I don’t do buses. I never have. I hate them, but sometimes there is no other option.
My hatred goes beyond the norms of the smelly person, the wont shut up person, the fact that if the temperature is above 10 degrees outside, you sweat your ass off as the sun beams through the glass. I hate buses because I don’t know where to sit.
To the world I look like a healthy, young woman, but I am not and this causes me problems.

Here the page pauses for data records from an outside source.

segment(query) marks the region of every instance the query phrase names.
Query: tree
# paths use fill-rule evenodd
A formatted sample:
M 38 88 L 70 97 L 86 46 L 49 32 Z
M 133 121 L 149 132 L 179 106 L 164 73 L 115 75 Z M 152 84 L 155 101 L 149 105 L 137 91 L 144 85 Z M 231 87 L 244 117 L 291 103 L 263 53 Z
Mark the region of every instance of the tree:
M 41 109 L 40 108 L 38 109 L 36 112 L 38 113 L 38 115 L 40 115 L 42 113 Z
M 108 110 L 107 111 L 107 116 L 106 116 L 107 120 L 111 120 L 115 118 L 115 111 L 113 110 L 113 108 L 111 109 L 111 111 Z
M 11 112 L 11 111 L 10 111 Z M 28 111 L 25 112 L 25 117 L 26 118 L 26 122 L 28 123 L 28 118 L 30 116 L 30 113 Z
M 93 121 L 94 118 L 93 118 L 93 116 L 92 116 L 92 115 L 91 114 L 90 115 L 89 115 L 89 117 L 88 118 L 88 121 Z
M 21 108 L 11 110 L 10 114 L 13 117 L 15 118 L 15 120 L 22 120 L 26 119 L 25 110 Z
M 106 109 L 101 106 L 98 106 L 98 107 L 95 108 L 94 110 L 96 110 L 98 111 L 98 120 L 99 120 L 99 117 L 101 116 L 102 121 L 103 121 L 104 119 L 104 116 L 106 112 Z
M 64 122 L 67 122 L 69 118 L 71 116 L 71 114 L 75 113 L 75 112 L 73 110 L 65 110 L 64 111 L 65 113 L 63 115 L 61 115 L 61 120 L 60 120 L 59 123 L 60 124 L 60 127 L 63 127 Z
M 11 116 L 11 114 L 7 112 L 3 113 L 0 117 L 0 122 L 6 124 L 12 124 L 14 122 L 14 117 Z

I cant even think about climbing the stairs on a bus, so the top deck is straight out of the question, I cant even think about climbing the one or two stairs at the back of the bus, therefore I am left with limited options.. The fold up, cant even call a seat seat. The disabled seats, or the limited “normal” person seat that are always taken up. I would always opt for the “normal” person seat (you know, the seat that are just behind the disabled seats) but these are always taken when I get on! The fold up non seat is a joke and I wouldn’t be able to walk if I sat on one for more than 30 seconds, therefore, I am usually left with the disabled seats.

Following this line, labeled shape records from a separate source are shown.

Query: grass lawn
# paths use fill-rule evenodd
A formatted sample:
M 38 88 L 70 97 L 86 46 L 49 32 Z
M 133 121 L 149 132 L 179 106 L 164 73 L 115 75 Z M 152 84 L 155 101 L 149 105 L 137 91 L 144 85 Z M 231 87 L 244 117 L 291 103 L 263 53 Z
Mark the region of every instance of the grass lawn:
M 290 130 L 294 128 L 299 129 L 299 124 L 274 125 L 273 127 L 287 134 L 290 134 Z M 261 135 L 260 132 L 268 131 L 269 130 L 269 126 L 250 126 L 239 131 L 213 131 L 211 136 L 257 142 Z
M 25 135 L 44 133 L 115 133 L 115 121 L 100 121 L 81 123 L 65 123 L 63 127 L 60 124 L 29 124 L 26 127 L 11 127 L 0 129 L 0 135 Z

Now, I don’t have a problem with using these seats, I think I am entitled to sit there. However, on a recent journey, I was thinking about potential conversations that I might have with people regarding me sitting there. I couldn’t think of a way I could answer someone, politely, yet firmly about why I was sitting where I was. Nearing the end of my trip, I came up with “I’m aware these seats are for disabled people, that’s why I am sitting here.” I thought this was a good response and was then kind of eager for someone to confront me and tell me to move. Of course they didn’t, and I haven’t been asked yet. Although I do get funny looks on each bus trip I make, whether I am imagining them or not I am not sure! People cant see my illness and sometimes I don’t take my stick out with me, therefore people probably just think I’m a selfish person for taking up a seat that I “shouldn’t” be in. Little do they know that that bus trip I am making is causing me so much pain and exhaustion. They don’t know that I’ve driven to the bus stop. They don’t know that I’m in constant pain and sitting on those hard seats in the same position is making my pain increase. They don’t know how exhausting it is to do all of this and to cope with all of this.

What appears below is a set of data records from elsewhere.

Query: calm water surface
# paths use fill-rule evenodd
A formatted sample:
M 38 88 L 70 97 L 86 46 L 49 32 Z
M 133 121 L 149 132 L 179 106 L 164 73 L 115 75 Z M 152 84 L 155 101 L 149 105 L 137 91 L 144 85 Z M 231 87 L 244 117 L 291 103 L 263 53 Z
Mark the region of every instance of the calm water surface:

Another hard part of the bus trip is the getting on and off. Is the driver going to drive off because I am a “healthy young woman” and I’m going to have to bus surf and battle with that as well as battling to walk. Will the driver give me enough time to walk from my seat to the exit? (Sometimes they don’t, and they just go to the next stop – which can be disastrous for me, and I’m already exhausted from the whole trip and my legs don’t want to carry me any further.) This is when having my stick with me comes in useful, because it is something visual for the driver to see to show that I can’t walk well. He will then allow me time to get off, and if he’s feeling nice, he might even lower the step from the bus to the pavement. Also, he will let me get to my seat before tearing off.
Getting a bus seems so simple and easy for so many people, but believe me, for some people out there, getting a bus is one of the hardest things they have to do in a day.